Age is a widespread adverse factor in the occurrence of cancer9. Previous studies have shown differences in histological features and prognosis between elderly and young patients with cancer10,11. These findings emphasize the importance of diagnostic age on prognosis, but the impact of age on different tumors and the role of age-related genes in clinical decision-making need to be further explored. Currently, we are concerned about the dramatic and unexplained upsurge in the incidence of CRC among the younger people12. The available evidence suggests that young CRC patients exhibit different disease staging, histological characteristics, and molecular characteristics variation variants than older ones, and that patients with early-onset CRC present with unique genetic characteristics13,14. A previous large population study showed that patients with colorectal cancer under the age of 50 had fewer BRAF V600 mutations than those over the age of 50, which means special consideration and further investigations should be performed15. The identification of prognostic biomarkers is known to be important in guiding patients to systemic therapy for optimal therapeutic benefit16,17. However, the development of prognostic biomarkers for CRC and the evaluation of their predictive role are currently limited18,19. Meanwhile, it is not yet clear whether age-related biomarkers can be applied as prognostic markers in patients with CRC. Therefore, it is crucial to analyze the prognostic value and mechanisms of age-related genes in the CRC.

In this study, we obtained the transcriptome data and corresponding clinical information of CRC patients from TCGA database, and analyzed the differential expression of age-related genes between normal and CRC patients to explore their potential functions. We further constructed and validated a prognostic model based on differentially expressed age-related genes, and analyzed the biological functions associated with the prognostic signature by GSEA. Finally, genes associated with prognostic signatures were screened by WGCNA, and the key genes. The results of this study provide biomarkers for prognosis in patients with colorectal cancer.

Material and methods

Data processing

We searched the transcriptome data and corresponding clinical data of 41 normal samples and 460 CRC samples from the public database TCGA (https://portal.gdc.cancer.gov/). The database platform have obtained ethical approval of participants and all methods were performed in accordance with the relevant guidelines and regulations. The 460 patients with CRC were divided into old (equal or older than 50 years) and young (younger than 50 years) groups according to the age at initial pathologic diagnosis. There were 407 CRC patients in the old group and 53 CRC patients in the young group (Supplementary Table S1). A total of 444 cases of CRC were selected for subsequent analysis by excluding that the patients who had no survival time or survival status.

Identification of differentially expressed genes (DEGs)

The DEGs between normal and CRC samples or young group and old group were analyzed using R software packages ‘edgeR’, respectively.
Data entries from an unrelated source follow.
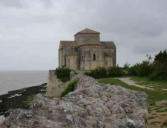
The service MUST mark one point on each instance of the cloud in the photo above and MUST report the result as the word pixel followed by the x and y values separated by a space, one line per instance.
pixel 31 29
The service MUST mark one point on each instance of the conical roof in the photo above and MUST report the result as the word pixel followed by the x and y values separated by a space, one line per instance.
pixel 87 31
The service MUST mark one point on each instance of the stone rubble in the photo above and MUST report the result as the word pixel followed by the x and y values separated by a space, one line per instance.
pixel 91 105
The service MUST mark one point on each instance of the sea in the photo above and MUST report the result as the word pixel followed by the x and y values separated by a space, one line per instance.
pixel 13 80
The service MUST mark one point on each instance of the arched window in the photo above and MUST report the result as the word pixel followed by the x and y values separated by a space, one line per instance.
pixel 94 57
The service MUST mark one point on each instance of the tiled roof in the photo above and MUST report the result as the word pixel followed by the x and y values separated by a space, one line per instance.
pixel 87 31
pixel 68 43
pixel 108 44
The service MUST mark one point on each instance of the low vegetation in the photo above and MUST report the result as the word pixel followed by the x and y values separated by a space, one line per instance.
pixel 70 87
pixel 102 72
pixel 154 70
pixel 145 81
pixel 63 74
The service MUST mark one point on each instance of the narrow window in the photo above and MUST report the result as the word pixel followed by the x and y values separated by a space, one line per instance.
pixel 94 57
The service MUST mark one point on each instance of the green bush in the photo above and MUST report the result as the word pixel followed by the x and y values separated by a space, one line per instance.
pixel 141 69
pixel 160 67
pixel 102 72
pixel 70 88
pixel 63 73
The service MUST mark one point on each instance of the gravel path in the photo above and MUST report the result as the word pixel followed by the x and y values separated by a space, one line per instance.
pixel 131 82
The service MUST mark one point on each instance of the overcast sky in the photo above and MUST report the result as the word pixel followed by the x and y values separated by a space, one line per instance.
pixel 30 30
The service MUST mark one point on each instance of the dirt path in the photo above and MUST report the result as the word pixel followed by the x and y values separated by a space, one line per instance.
pixel 131 82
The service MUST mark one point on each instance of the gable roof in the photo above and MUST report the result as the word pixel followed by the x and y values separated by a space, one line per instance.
pixel 108 44
pixel 87 31
pixel 68 44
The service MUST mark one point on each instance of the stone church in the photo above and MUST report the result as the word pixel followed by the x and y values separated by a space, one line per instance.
pixel 87 52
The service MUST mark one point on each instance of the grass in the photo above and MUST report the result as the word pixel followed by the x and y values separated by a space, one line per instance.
pixel 165 124
pixel 154 95
pixel 147 81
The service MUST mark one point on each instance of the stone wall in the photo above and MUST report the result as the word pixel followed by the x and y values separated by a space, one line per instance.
pixel 82 38
pixel 54 86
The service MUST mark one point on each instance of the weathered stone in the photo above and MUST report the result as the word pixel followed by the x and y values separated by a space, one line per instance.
pixel 87 52
pixel 91 105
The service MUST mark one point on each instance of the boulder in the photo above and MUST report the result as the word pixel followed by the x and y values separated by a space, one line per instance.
pixel 91 105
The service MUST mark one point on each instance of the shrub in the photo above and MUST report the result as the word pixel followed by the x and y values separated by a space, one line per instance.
pixel 102 72
pixel 141 69
pixel 70 88
pixel 159 67
pixel 63 74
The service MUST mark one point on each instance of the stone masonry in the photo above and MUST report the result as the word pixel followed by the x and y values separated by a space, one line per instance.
pixel 87 52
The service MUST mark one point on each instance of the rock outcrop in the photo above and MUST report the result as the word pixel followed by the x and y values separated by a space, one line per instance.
pixel 91 105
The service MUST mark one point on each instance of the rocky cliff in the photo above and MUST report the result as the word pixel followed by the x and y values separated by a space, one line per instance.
pixel 91 105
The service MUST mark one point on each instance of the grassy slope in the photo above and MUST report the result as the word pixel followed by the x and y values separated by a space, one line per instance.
pixel 146 81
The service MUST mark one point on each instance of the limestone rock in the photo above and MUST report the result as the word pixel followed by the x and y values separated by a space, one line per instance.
pixel 91 105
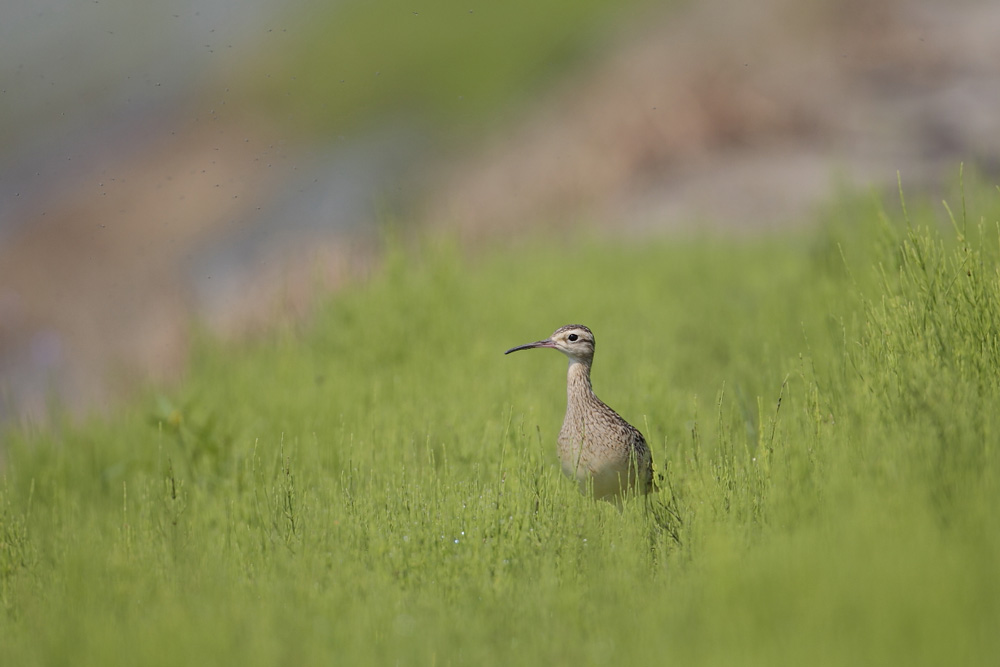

The cutoff criteria were |log2 fold change (FC)|> 1 and P value < 0.05. The visualized volcano maps of genes were done using the ‘ggplot2’ of the R package.

GO and KEGG pathway analysis of DEGs

The biological functions of these 279 DEGs were comprehensively detected by GO enrichment and KEGG pathway analysis. The GO analysis terms included cellular component (CC), molecular function (MF), and biological process (BP). All enrichment analyses were carried out by utilizing the ‘Cluster Profiler’ package of R software. A P value less than 0.05 was considered as statistically significant.

Protein–protein interaction (PPI) network construction

The STRING database (https://string-db.org/) was used to construct a PPI network of 279 DEGs. Then, the data were imported into the software of Cytoscape for visual presentation.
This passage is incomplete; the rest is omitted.